本ガイドと、クライアントデバイス設定、アプリケーションサーバ、WAN 回線、ならびに有線ネットワークのベストプラクティスを組み合わせることで、エンドツーエンドで音声品質を測定・向上できます。有線ネットワークで音声をサポートする構成については、標準 VoIP 導入のための MS アクセススイッチ構成をご覧ください。
本ガイド適用前の音声品質
MR のデフォルト設定では、音声品質のベースラインが確認できます。このネットワークで Lync を使った通話は、一部のユーザーには許容されますが、他のユーザーには受け入れられない場合があります。Lync テストの結果、ネットワーク MOS(Mean Opinion Score)は 3.5 を下回りました。3.5 を下回る値は、多くのユーザーにとって許容できない品質と見なされます。ネットワーク混雑(スピードテスト実施)時にはパケットロスが 8% に跳ね上がりました。ジッターは 12 ミリ秒から 36 ミリ秒超まで変動しました。Cisco ではジッターの目標値を 10 ms、最大でも 50 ms までと推奨しています。音声/ビデオアプリケーションではバッファリングによってジッターを吸収し、わずかな遅延を追加します。人間の耳は通常、140 ミリ秒程度までの遅延であれば違和感なく受け入れられます。
本ガイド適用後の音声品質
本ガイドに記載された変更を正確に実施することで、音声品質が大幅に向上しました。MOS スコアは 3.9 に近づき、パケットロスはほぼゼロ、ジッターは常に 6 ミリ秒未満・最大でも 12 ミリ秒未満となりました。通話開始時には、トラフィックシェーピングが自動的に動作し、優先制御および QoS タグ付けが行われます。スピードテストを実施しても音声トラフィックに影響はなく、混雑時のパケットロスも 0.5% に留まりました。
ワイヤレス音声のベストプラクティス
Cisco Meraki の無線ネットワークには、ディープパケットインスペクション機能が組み込まれており、音声およびビデオアプリケーションを識別し、キューイングやタグ付けによりトラフィックを優先制御して、ネットワーク全体で音声トラフィックのハンドリング方法を周知できます。以下はワイヤレスで最高の音声品質を提供するためのベストプラクティスのまとめです。

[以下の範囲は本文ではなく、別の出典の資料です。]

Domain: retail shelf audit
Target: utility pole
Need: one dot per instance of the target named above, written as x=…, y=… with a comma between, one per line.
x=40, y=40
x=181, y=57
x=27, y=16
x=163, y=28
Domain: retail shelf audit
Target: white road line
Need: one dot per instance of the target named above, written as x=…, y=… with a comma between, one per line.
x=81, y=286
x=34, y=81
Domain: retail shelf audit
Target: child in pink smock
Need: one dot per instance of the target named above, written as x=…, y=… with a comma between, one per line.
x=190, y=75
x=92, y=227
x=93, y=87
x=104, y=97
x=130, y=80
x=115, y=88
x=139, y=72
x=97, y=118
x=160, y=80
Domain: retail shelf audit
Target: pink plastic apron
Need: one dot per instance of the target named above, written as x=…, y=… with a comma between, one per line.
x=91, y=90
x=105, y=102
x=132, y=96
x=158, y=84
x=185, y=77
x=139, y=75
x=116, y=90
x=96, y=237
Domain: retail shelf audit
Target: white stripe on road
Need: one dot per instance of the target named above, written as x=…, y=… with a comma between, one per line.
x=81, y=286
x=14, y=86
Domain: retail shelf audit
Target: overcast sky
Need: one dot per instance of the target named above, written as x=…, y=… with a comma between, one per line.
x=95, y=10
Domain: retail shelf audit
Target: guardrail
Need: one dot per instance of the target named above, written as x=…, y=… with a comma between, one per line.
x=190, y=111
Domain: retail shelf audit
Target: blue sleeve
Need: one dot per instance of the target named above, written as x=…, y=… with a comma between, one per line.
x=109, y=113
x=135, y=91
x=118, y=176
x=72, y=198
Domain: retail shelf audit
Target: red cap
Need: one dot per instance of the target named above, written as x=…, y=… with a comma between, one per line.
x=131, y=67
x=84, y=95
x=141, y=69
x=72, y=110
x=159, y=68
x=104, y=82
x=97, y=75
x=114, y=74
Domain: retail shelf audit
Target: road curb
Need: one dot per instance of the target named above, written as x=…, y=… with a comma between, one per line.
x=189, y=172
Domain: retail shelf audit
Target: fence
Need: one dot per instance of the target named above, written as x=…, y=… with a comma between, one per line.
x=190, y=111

- 事前 RF サーベイを実施し、すべてのエリアで -67 dB 以上の信号強度で 5 GHz 帯の音声品質カバレッジが重なるようにしてください。
- 可能であれば、音声通信用デバイス専用の新しい SSID を作成してください。
- ブリッジモードを有効にしてください。フロア全体で VLAN を提供できない場合は、レイヤ 3 ローミングを使用してください。
- VLAN タグ付けを有効にし、ワイヤレス音声専用の VLAN を割り当ててください。SSID を音声専用にできない場合は、ワイヤレス音声専用の VLAN を割り当ててください。
- クライアントごとの帯域幅制限を 5 Mbps(スピードバースト有効)に設定し、非音声トラフィックを制限してください。
- SSID ごとの帯域幅制限は無制限に設定してください。
- トラフィックシェーピングを有効にし、すべての音声トラフィックを優先制御してください。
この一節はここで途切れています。